Accusé d’avoir sacrifié l’écosystème artistique local, vilipendé pour ses convergences avec le milliardaire identitaire Pierre-Edouard Stérin, le conseiller culture de la présidente de région, Christelle Morançais, assume de tailler dans les subventions publiques en invoquant «un principe de réalité».
Rayonnant, alerte, Alexandre Thébault nous accueille dans un café distingué de la place Aristide-Briand de Nantes. Il est, depuis 2021, délégué à la culture et au patrimoine de la région Pays-de-la-Loire. Il est, dit-on, le stratège et l’homme de main de la présidente, Christelle Morançais, (Horizons) sur ce terrain, l’artisan de coupes budgétaires d’une ampleur inédite opérées cet hiver sans concertation avec le secteur et vues comme les prémisses d’un changement d’ère, funeste pour les artistes et le tissu associatif en général. Il a le verbe haut, l’esprit méthodique, le mocassin à glands ardent, une peau de quadra hydratée à l’eau bénite, la dent incisive. «Et un maniement redoutable de la rhétorique, nous a-t-on prévenue. Attention, il est très fort pour retourner les attaques.» Un champion d’aïkido looké en ancien communicant. Présentement, il sourit comme un charme derrière son café. On lui sourit. Il nous sourit. En plissant les yeux.
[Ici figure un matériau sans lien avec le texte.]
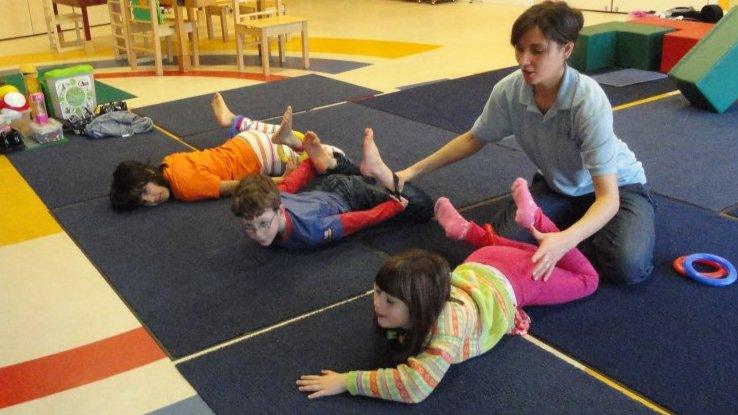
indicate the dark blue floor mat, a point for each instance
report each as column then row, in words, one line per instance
column 688, row 153
column 82, row 169
column 195, row 280
column 403, row 142
column 455, row 104
column 670, row 339
column 191, row 116
column 258, row 375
Alexandre Thébault effraie le secteur culturel comme peu avant lui. Ici, traditionnellement, on a affaire à la démocratie chrétienne. «Là, il s’agit d’une droite civilisationnelle, explique Franck Nicolon, élu d’opposition EE-LV, avec des passerelles vers l’extrême droite autour de valeurs religieuses, familiales, et d’une certaine conception de l’Etat.» Jusqu’alors, au sein des collectivités locales, la droite votait toujours pour le patrimoine et s’abstenait pour le spectacle vivant, mais elle ne votait pas contre. «C’était chacun dans son rôle dans un climat plutôt bon enfant», résume une actrice culturelle du coin, parmi les nombreux souhaitant conserver l’anonymat. Même avec l’ancienne vice-présidente de région Laurence Garnier, figure d’un catholicisme de combat pro-Manif pour tous, les acteurs culturels avaient la sensation de pouvoir parler «sans mépris. Mais le fruit est mûr désormais pour se taper la culture, c’est devenu trop payant d’un point de vue électoral, poursuit-elle. La preuve, regardez : on ferme un théâtre, il n’y a personne dans la rue à part les syndicats».
Guerre culturelle
Pour cette directrice d’institution, Alexandre Thébault est l’incarnation la plus sophistiquée et policée d’un néopopulisme redoutable en train d’apporter les dernières retouches à son épouvantail favori : la figure de l’artiste woke, bien sûr, ce présumé «rentier déconnecté des réalités économiques et des préoccupations des vraies gens». Thébault, cet élu hier encore parfaitement inconnu de la gauche, serait le symptôme d’un moment clé de la guerre culturelle en cours.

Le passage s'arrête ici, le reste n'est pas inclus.